SCIENCE: un nouveau traitement potentiel éradique le cancer de l’ovaire et colorectal en quelques jours chez la souris.

Un nou­veau type expéri­men­tal de traite­ment du can­cer a don­né des résul­tats impres­sion­nants chez la souris : l’érad­i­ca­tion du can­cer de l’o­vaire et col­orec­tal à un stade avancé chez les ani­maux en aus­si peu que six jours.

La nou­velle thérapie n’a été testée que sur des souris jusqu’à présent, alors ne nous embal­lons pas trop pour l’in­stant. Cepen­dant, les pre­miers signes sont promet­teurs et des essais clin­iques sur l’homme pour­raient être en cours d’i­ci la fin de l’année.

Le traite­ment implique de minus­cules billes « d’u­sine de médica­ments » qui sont implan­tées dans le corps et délivrent une dose élevée et con­tin­ue d’interleukine‑2 (IL2) – un com­posé naturel qui fait appel aux glob­ules blancs dans la lutte con­tre le cancer.

“Nous n’ad­min­istrons qu’une seule fois, mais les usines phar­ma­ceu­tiques con­tin­u­ent de fab­ri­quer la dose tous les jours, là où c’est néces­saire jusqu’à ce que le can­cer soit élim­iné”, explique le bio-ingénieur Omid Veiseh de l’U­ni­ver­sité Rice au Texas.

“Une fois que nous avons déter­miné la bonne dose — le nom­bre d’usines dont nous avions besoin — nous avons pu éradi­quer les tumeurs chez 100 % des ani­maux atteints d’un can­cer de l’o­vaire et chez sept des huit ani­maux atteints d’un can­cer colorectal.”

L’interleukine‑2 fait par­tie d’un groupe de pro­téines de déclenche­ment du sys­tème immu­ni­taire appelées cytokines. Bien que les cytokines soient déjà util­isées dans le traite­ment du can­cer du mélanome et du car­ci­nome rénal, le prob­lème ren­con­tré par les sci­en­tifiques est de faire en sorte que les cytokines com­bat­tent effi­cace­ment les tumeurs tout en évi­tant des niveaux dan­gereuse­ment élevés d’in­flam­ma­tion ailleurs dans le corps, provo­quant des effets sec­ondaires dramatiques.

Dans cette étude, les per­les ont été placées dans le péri­toine, une dou­blure en forme de sac autour des intestins, des ovaires et d’autres organes abdom­inaux.

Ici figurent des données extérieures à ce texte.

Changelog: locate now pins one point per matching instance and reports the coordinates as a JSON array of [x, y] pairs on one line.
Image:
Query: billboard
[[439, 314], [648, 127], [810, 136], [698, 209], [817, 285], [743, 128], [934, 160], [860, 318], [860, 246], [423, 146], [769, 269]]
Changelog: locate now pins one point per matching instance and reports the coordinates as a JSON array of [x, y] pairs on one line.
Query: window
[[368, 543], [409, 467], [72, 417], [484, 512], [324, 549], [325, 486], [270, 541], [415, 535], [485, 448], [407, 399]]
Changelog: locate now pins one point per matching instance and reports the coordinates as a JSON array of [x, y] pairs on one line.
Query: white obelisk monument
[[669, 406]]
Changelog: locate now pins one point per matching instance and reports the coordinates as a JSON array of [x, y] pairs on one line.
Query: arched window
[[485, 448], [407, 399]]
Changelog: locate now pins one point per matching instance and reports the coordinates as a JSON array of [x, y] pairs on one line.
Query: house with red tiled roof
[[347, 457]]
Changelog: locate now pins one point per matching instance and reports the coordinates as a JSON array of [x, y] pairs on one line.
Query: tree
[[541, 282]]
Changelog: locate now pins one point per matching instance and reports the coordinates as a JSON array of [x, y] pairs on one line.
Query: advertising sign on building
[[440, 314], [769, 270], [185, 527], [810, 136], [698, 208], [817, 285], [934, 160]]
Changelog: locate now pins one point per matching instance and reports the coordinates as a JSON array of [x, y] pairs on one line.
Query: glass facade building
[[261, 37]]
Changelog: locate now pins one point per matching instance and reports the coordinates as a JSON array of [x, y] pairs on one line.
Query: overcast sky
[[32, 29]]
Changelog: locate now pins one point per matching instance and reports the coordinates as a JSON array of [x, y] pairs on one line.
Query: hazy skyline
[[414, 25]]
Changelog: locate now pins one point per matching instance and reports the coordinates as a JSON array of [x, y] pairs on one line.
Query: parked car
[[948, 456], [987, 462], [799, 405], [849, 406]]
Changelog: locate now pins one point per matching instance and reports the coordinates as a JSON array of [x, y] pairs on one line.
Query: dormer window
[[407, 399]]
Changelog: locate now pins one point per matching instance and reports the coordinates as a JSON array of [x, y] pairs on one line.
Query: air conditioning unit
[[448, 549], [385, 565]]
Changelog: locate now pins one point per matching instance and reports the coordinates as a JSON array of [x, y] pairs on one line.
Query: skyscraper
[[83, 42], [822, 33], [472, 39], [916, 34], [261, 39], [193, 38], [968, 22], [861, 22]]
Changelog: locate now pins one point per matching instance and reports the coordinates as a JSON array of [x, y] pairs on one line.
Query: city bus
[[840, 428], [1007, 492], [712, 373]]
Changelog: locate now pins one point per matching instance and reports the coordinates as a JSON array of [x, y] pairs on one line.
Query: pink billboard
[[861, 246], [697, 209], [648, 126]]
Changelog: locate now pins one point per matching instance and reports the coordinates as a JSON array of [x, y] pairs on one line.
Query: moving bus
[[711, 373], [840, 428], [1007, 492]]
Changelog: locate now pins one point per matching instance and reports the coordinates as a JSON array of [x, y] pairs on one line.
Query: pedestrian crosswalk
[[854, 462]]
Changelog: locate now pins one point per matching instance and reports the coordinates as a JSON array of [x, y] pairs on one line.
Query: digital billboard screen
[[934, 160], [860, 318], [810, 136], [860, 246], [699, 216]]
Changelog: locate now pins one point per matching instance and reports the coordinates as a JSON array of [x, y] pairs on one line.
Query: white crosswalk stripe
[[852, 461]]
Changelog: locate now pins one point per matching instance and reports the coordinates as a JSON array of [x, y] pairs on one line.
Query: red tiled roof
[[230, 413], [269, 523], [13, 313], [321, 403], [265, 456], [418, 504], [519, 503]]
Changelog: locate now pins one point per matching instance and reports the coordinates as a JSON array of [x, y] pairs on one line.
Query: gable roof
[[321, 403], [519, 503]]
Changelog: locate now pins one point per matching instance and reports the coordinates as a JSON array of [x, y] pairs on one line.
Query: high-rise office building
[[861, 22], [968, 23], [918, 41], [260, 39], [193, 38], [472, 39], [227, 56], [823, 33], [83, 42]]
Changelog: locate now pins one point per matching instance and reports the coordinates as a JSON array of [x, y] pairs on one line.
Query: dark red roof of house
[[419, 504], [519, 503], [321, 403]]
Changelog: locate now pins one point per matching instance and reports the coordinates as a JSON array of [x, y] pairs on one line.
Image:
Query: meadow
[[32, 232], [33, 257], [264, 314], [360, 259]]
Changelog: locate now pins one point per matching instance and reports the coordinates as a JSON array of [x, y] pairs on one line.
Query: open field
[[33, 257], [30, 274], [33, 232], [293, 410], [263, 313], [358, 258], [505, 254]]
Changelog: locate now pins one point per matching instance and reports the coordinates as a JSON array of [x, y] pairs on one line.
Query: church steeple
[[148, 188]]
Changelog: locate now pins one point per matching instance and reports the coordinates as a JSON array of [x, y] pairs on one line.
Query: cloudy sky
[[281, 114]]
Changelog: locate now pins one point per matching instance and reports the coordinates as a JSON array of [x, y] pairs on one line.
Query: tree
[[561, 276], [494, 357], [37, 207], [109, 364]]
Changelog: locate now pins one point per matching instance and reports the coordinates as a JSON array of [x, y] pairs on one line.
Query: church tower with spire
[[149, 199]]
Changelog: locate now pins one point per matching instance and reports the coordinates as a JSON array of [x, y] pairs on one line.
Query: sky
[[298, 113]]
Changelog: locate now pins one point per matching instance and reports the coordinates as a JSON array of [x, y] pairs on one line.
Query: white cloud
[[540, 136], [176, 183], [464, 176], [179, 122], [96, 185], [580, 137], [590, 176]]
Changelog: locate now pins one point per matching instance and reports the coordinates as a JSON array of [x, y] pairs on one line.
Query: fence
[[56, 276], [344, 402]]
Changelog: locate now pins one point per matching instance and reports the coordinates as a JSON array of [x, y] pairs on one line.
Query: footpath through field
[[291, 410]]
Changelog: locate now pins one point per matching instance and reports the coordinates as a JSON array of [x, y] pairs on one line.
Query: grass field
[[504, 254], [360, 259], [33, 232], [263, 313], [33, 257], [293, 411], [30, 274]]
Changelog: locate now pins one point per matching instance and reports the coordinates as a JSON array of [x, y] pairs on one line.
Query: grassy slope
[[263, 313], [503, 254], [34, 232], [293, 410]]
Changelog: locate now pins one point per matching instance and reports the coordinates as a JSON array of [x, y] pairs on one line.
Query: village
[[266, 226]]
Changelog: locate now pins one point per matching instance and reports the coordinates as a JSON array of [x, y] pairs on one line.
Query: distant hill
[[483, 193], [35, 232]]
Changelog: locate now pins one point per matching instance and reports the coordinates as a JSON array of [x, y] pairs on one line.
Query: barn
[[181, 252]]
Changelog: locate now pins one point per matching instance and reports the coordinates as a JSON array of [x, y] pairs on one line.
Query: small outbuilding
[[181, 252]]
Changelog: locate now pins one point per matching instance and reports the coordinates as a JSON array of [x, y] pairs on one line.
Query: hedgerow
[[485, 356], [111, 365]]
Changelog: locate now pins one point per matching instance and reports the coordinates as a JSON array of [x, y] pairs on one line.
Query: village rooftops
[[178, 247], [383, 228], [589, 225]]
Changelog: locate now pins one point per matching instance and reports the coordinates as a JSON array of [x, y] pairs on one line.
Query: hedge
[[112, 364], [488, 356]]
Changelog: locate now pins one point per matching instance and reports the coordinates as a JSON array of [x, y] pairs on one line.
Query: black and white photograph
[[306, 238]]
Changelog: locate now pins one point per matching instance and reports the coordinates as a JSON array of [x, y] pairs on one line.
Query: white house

Cela per­met aux médica­ments de cibler spé­ci­fique­ment le can­cer sans alour­dir le corps en ter­mes de vol­ume ou de poids.

La dose d’interleukine‑2 admin­istrée par ces usines phar­ma­ceu­tiques serait trop tox­ique si elle était admin­istrée par per­fu­sion intraveineuse, mais ici, cela fonc­tionne car les con­cen­tra­tions élevées sont con­cen­trées sur la tumeur. La con­cen­tra­tion de la pro­téine ailleurs dans le corps sem­ble être env­i­ron 30 fois plus faible que près de la tumeur, selon des tests.

Chaque per­le a une cel­lule externe en hydro­gel qui pro­tège les cel­lules pro­duc­tri­ces de cytokines, les pro­tégeant des attaques. Ces per­les sont recon­nues comme des objets étrangers par le sys­tème immu­ni­taire envi­ron­nant, mais pas comme des men­aces immé­di­ates, ce qui leur per­met de faire leur tra­vail. Ils peu­vent ensuite être pro­gram­més pour s’étein­dre automatiquement.

“Nous avons trou­vé des réac­tions à corps étrangers en toute sécu­rité et de manière robuste, qui ont dés­ac­tivé le flux de cytokines des cap­sules dans les 30 jours”, explique Veiseh. “Nous avons égale­ment mon­tré que nous pou­vions admin­istr­er en toute sécu­rité un deux­ième traite­ment si cela deve­nait néces­saire à la clinique.”

Les per­les d’u­sine de médica­ments peu­vent poten­tielle­ment être adop­tées pour des can­cers ailleurs dans le corps, tant qu’il y a une dou­blure où elles pour­raient les loger, et elles pour­raient être mod­i­fiées pour délivr­er dif­férents types de médica­ments, dis­ent les chercheurs. C’est un sys­tème flex­i­ble et innovant.

De plus, les médica­ments util­isés ici ont déjà été approu­vés comme sûrs pour une util­i­sa­tion dans des essais clin­iques, ce qui devrait accélér­er le proces­sus. Le traite­ment final doit être peu invasif et rel­a­tive­ment sim­ple à administrer.